The Problem of Mandatory Formalization in Financial Inclusion
Saving up can be very powerful – there is liberation in the process of saving (“I can control my impulses and plan for the future”) and freedom in choosing outcomes enabled by savings (“I can buy that car”). In a 2014 review paper, I argued for the need for improved savings tools, even for small bits of savings, and the need to understand accumulated savings as the cheapest source of capital in many development settings.
To my great joy, the second Birdsall conference hosted by the Center for Global Development (CGD) in Washington, D.C., on Nov. 2 and 3 highlighted this message loud and clear. The Revisiting What Works: Women, Economic Empowerment and Smart Design report authored by Mayra Buvinic (CGD and UN Foundation) and Megan O’Donnell (CGD) revisits 136 empirical evaluations surveyed three years ago, as well as a fresh set of 96 evaluations completed since then, and provides an assessment of the effectiveness of various tested interventions to improve women’s economic empowerment outcomes. Savings emerges as one of the interventions with a “proven” rating for all types of women (across their constructed categories of very poor, poor, non-poor and young), with a qualification that for very poor rural women, savings as part of bundled services are likely to be more effective.
Despite my wholehearted support for this assessment, I left the event with two nagging worries. The first had to do with the heavy focus on savings provision through formal financial service providers, and the second on bank savings accounts becoming the new lone wolf in financial inclusion discussion circles.

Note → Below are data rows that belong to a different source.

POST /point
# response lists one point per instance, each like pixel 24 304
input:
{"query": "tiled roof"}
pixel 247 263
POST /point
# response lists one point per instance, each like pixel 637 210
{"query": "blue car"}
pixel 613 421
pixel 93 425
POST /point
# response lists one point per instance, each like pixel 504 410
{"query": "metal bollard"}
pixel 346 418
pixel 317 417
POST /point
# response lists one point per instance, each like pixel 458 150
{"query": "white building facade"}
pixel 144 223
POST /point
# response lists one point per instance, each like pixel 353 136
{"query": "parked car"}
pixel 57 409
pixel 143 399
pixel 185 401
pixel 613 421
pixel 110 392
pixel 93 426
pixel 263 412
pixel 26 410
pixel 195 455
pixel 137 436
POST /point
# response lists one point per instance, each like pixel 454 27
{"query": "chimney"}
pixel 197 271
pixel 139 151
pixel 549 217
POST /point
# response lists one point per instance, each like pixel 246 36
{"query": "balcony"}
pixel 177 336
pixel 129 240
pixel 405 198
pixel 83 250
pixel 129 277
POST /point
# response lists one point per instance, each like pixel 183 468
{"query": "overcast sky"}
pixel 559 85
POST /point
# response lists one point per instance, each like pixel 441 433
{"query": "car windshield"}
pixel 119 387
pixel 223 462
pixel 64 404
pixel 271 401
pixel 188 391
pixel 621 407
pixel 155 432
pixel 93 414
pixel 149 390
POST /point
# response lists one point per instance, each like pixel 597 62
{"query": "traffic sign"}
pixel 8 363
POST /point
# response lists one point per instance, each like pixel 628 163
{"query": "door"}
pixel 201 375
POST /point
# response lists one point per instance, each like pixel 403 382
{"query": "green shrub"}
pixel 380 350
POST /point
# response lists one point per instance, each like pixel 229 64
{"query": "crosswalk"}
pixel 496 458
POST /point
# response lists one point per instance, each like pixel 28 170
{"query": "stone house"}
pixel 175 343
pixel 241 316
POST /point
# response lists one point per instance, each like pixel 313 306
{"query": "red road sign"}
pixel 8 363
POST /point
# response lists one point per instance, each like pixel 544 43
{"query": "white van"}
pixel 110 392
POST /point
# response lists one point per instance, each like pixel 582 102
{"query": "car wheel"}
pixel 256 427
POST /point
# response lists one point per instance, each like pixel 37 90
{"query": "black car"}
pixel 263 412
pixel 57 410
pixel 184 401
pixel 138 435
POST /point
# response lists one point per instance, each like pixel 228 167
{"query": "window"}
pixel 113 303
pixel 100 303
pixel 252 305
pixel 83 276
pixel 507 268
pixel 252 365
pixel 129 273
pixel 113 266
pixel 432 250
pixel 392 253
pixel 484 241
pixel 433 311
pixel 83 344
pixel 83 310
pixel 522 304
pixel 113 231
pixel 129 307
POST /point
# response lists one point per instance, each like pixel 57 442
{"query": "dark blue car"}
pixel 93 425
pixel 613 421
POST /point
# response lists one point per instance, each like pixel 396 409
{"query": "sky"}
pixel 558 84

One of the more interesting trends in the cross-country panel datasets we collect at Women for Women International has to do with the distinction between reported saving behavior and reported use of various savings tools among our women program participants. In two of our country programs – Nigeria and Rwanda – we open bank/credit union accounts for all women program participants, into which their monthly stipends are directly deposited. Simultaneously, across all of our six active country programs in conflict-affected settings, women are encouraged to start a habit of saving over the course of their year-long interaction with us, either with the stipend they receive in cash, or with the digital transfer of their stipend into their newly opened bank accounts, or using their own earnings.
Globally, participants who report saving a portion of their personal earnings (including their stipend) moves from 19 percent at enrollment, to 82 percent at graduation from our program after a year, to 91 percent two years after leaving the program in a follow-up survey. The number reporting saving in cash moves from 9 percent to 28 percent to 44 percent at these same points in time. Participation in savings cycles/groups moves from 12 percent to 47 percent to 69 percent. And yet, use of the bank/credit union account to save goes from <1 percent to 30 percent to <1 percent. This pattern holds even in Nigeria and Rwanda, where we open bank accounts for all our women program participants. So women start actively saving through their participation in our year-long program, and continue their savings practice well after our program concludes, but through non-bank channels that seem to work better for them in their environments.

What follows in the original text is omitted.